Değerlere Dair Bir Değer’lendirme


■ Yazarin konu ile ilgili bir baska yazisi icin tiklayin: Medeniler Catisir mi?

Daha önce burada yayınlanan ‘medenilerin çatışması’na dair yazıma itiraz, beklediğim gibi değerler çatışması üzerinden oldu. Bu ikisi arasındaki ilişkiyi incelemek üzere, bir yazı daha yazmayı göze almıştım zaten. O halde buyrun bunu tartışalım.

Bir kavle göre ‘insan’ kelimesi ‘ünsiyet’ kökünden gelmedir, yani insanın yaratılışı geneldir ve bütün varlıklar onunla ilişkilidir.[1] Yaratıcı, insana ‘değer’ vererek, onu kâinatın inci’si yapmış ve kâinatı değer’lendirmesini istemiştir. Şu halde, kâinatı insandan, insanı değerden soyutlamak imkânsızdır. Çünkü tanımı gereği, insan, değer’li olandır ve değer katandır. Bu değer yüzünden, yeryüzü macerasının başından beri, her bir fert, kendini ve varlığı anlamlandırma çabası girmiştir. Bu çaba sebebiyle de anlam dünyası ortaya çıkmış, insana doğayı ve zamanı kuşatacak bir dayanak noktası oluşmuştur.

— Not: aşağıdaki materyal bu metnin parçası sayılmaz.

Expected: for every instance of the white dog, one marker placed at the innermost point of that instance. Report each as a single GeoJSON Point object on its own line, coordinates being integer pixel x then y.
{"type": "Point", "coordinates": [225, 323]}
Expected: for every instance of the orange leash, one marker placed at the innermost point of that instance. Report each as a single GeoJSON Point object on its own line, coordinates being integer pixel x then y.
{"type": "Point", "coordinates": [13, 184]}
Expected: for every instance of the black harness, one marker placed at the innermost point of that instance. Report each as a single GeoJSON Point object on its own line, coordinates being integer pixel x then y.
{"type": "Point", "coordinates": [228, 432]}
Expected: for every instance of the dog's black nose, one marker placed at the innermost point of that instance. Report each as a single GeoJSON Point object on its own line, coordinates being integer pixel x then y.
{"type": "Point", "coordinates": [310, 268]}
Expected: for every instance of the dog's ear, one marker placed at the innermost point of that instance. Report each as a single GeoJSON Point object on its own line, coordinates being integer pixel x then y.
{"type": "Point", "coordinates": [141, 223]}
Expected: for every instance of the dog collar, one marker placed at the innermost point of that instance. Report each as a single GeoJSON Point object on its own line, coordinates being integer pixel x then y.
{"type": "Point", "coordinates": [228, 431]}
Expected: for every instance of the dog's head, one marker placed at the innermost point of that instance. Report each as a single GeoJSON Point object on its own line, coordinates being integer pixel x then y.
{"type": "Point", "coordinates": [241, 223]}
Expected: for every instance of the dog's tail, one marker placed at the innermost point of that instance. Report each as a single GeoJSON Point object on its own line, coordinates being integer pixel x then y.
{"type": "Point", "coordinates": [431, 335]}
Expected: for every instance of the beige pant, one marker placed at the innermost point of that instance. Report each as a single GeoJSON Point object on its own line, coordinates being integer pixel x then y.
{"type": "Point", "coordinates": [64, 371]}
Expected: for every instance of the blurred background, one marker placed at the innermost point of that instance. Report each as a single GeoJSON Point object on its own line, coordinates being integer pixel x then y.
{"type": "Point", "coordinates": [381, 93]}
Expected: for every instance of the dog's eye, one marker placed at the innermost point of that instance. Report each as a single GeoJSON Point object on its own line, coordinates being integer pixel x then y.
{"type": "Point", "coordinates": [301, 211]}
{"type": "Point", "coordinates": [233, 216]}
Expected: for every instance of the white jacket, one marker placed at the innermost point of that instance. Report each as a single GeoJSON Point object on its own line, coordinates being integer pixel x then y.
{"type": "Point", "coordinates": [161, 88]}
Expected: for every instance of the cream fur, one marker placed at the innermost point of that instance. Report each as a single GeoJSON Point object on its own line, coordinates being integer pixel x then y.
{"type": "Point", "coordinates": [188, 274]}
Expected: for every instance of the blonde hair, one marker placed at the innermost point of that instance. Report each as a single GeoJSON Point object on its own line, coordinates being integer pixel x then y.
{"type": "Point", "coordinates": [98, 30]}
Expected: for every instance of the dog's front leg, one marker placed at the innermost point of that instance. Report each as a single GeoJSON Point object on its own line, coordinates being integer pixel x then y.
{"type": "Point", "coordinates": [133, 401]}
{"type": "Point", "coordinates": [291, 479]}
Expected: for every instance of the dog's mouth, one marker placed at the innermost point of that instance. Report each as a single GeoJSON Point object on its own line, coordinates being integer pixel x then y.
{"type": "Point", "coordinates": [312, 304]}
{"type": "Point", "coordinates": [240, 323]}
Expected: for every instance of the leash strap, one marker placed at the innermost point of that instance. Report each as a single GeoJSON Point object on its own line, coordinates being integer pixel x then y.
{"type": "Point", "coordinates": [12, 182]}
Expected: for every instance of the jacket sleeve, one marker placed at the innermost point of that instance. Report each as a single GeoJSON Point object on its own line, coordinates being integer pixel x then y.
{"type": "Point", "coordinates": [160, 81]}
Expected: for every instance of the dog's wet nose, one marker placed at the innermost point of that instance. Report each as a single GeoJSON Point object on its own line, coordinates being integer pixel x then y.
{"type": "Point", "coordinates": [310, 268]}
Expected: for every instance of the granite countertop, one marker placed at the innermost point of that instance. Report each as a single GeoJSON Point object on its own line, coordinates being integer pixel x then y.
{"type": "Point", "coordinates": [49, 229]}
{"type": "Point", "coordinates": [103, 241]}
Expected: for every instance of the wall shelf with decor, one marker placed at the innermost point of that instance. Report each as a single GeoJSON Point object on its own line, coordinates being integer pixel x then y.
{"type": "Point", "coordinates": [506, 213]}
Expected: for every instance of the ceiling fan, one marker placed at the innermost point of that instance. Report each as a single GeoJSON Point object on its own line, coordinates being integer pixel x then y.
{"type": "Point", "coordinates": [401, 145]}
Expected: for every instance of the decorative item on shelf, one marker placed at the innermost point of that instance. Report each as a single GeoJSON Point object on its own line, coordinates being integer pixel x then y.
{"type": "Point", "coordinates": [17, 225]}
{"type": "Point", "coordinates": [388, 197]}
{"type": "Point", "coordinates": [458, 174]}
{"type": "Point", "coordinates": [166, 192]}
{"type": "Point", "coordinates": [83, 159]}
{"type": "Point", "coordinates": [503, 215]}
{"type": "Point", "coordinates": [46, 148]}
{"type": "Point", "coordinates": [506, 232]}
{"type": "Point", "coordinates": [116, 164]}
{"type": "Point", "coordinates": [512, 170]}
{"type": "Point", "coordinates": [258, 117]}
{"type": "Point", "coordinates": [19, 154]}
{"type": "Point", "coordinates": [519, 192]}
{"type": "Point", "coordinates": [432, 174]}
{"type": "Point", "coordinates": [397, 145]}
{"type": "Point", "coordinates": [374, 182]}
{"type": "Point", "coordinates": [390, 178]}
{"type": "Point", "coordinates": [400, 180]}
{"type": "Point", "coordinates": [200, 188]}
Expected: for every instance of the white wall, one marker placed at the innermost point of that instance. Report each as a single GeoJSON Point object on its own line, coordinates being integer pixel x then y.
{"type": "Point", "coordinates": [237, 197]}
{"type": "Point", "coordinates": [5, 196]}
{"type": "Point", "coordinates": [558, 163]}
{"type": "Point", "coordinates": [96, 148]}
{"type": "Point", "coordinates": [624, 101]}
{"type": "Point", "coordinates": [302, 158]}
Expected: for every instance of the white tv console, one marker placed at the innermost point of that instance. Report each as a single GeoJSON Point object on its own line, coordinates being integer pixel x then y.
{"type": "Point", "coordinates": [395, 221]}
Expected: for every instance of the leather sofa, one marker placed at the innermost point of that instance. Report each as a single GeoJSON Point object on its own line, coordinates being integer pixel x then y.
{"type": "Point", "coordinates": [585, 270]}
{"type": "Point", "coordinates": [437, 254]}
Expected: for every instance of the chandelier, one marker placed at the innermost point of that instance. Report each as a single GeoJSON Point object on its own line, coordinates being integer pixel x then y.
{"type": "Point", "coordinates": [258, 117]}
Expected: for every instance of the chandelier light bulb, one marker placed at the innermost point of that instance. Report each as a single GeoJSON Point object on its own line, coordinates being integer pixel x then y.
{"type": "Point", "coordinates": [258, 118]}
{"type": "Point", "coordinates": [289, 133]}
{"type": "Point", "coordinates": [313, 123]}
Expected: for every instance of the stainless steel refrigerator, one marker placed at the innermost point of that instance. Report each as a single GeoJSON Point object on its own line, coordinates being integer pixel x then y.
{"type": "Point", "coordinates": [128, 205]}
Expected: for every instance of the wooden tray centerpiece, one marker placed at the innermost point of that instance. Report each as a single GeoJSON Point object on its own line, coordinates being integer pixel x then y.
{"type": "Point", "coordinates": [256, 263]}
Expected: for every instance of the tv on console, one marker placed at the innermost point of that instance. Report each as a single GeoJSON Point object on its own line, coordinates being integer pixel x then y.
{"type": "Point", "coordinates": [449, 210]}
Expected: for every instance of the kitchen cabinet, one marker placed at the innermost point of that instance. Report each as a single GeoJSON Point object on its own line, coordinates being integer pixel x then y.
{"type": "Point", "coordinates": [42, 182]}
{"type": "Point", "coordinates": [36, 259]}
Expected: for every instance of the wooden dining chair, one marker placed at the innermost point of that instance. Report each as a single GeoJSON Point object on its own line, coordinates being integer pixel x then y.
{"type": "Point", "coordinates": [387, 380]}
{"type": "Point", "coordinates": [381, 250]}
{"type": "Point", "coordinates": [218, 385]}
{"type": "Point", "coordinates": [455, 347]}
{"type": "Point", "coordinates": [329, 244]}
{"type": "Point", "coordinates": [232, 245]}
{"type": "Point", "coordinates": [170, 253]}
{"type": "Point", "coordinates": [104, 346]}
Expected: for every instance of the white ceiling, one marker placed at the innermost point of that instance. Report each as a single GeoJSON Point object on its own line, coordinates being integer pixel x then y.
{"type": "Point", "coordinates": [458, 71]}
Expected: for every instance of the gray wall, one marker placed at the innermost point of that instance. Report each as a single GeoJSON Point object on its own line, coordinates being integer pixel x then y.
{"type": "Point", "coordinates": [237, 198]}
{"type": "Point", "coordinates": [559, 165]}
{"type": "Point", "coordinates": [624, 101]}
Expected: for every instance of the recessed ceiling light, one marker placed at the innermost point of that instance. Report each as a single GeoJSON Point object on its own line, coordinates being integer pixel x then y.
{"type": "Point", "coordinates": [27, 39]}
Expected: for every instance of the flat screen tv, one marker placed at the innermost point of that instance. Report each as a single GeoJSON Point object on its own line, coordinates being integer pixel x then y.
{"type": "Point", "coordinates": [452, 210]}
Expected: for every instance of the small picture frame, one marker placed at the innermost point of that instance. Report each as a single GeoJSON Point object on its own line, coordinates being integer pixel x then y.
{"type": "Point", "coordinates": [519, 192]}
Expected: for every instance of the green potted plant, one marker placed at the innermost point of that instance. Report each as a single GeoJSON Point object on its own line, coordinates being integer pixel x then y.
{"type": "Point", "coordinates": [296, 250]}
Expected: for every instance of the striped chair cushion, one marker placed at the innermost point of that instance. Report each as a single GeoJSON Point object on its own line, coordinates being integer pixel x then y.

Değerler, bir üst yapı olarak insanın düşünce dünyasını ve hayat biçimini şekillendirir. İnsan da, bu hayat biçimiyle eylemler geliştirip, anlam dünyası kurdukça medeniyetler husule gelir. Iki yumurta bile birbirinin aynisi değilken, insanoğlunun bu yolculuğundan bir tek medeniyetin çıkmasını da bekleyemeyiz. Bu yüzden bir atadan olma insanın, değerleri birbirleriyle çatışan medeniyetleri olabilir ve bence böyle olması da, bu kadar geniş ve yaşlı bir dünya için kaçınılmazdır.

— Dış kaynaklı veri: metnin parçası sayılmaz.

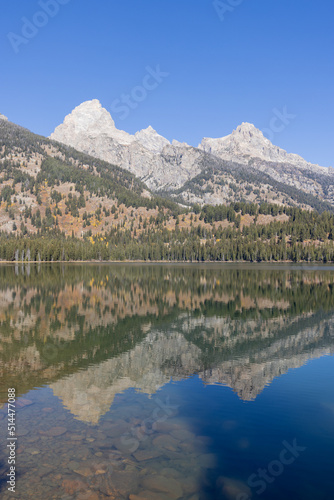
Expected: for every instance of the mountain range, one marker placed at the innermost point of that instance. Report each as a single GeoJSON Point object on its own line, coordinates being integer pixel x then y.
{"type": "Point", "coordinates": [243, 166]}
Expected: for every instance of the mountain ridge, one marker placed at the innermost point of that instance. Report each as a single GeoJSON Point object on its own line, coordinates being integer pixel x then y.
{"type": "Point", "coordinates": [168, 167]}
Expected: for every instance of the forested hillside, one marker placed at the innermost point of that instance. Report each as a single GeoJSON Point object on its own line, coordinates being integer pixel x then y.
{"type": "Point", "coordinates": [60, 204]}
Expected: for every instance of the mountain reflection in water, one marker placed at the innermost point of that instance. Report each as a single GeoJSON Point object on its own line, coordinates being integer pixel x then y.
{"type": "Point", "coordinates": [92, 333]}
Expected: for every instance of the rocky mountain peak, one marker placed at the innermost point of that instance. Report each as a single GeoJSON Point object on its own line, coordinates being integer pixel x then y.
{"type": "Point", "coordinates": [246, 142]}
{"type": "Point", "coordinates": [89, 119]}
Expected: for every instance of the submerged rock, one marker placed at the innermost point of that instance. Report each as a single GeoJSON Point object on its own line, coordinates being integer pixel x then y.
{"type": "Point", "coordinates": [164, 485]}
{"type": "Point", "coordinates": [233, 488]}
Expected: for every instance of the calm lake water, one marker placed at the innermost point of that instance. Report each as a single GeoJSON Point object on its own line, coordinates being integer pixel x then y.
{"type": "Point", "coordinates": [168, 382]}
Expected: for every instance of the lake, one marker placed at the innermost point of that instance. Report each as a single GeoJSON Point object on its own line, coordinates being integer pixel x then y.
{"type": "Point", "coordinates": [160, 382]}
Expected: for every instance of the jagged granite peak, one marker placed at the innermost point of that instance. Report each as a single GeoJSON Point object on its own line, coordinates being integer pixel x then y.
{"type": "Point", "coordinates": [246, 142]}
{"type": "Point", "coordinates": [151, 140]}
{"type": "Point", "coordinates": [179, 144]}
{"type": "Point", "coordinates": [169, 167]}
{"type": "Point", "coordinates": [89, 118]}
{"type": "Point", "coordinates": [148, 155]}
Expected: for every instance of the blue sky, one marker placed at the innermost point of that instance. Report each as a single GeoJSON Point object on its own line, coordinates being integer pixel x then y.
{"type": "Point", "coordinates": [229, 62]}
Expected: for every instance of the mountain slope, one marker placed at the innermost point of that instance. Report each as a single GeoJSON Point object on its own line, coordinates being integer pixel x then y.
{"type": "Point", "coordinates": [271, 174]}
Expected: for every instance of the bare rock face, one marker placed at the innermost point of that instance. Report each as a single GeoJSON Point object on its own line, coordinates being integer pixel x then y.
{"type": "Point", "coordinates": [148, 155]}
{"type": "Point", "coordinates": [248, 142]}
{"type": "Point", "coordinates": [151, 140]}
{"type": "Point", "coordinates": [164, 166]}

Tabi ki, insanoğlu, yeryüzünde bozgunculuk yaparak, yaratılışa adil olmayarak değerlerinden sapar. Tanrı, yaratıp tüm kelimeleri öğrettiği insana ‘değer’ verdikçe, insan nankörlük etmiş ve cehalete düşmüştür. Tefrik de kanımca bu noktadan başlar ve gayet doğal olarak çatışma baş gösterir.

Bu meyanda, değerler çatışmasının mecazi anlamda olduğunu görebiliyoruz. Değerleri çatıştıran şey, üzerinde uzlaşılamayan temel bir doğruluk tezidir ki buna da inanç denir. İnançlar, insanın, değerleri, soyut kavram olmaktan çıkarıp kendi dünyasına getirmesi ile oluşur. Bu durumda, değerlerin çatışması, bu değerlerin oluşturduğu inanç dünyasında vuku bulacaktır.

Konuyu medeniyet bağlamında ele alırsak; dünyayı Allah’ın iradesine referansla anlamlandiran bir inançla, dünyayı insanın iradesine ve eşyanın gücüne (sebep-sonuç ilişkisine) referansla açıklayan inanç arasında elbette değerlerde uyuşmazlık/çatışma görülür. O halde bu inançların çatışması olağandır –ve dahi gereklidir- çünkü her yapı kendi zaviyesinden hakikat iddiasındadır. Her ne kadar medeniyetler arasında değerlerin paylaşımı mümkünse de, bu, mecazi anlamdaki ‘çatışma’ya engel bir durum ifade etmez, hatta bu paylaşımın, değerler çatışmaksızın olmayacağını söyleyebiliriz.

Değerler çatışmasında, elbette barış kadar savaş da olabilir. Modern bakış açısı ile ‘keşke dünyada savaş olmasa’ diyoruz fakat aklımıza gelen yine hep modern vahşet sahneleri oluyor. İlkeleri uğruna ve adaletin dünyaya hâkimiyeti adına, dünyaya değer katmak ve değerlere sahip çıkmak adına savaşmak herseyden önce kutsaldır ve gerçekten değer’lidir. Dünyada savaş olmadan hakikat değerleri yayılmıyorsa, adil, merhametli ve onurlu bir savaş neden olmasın?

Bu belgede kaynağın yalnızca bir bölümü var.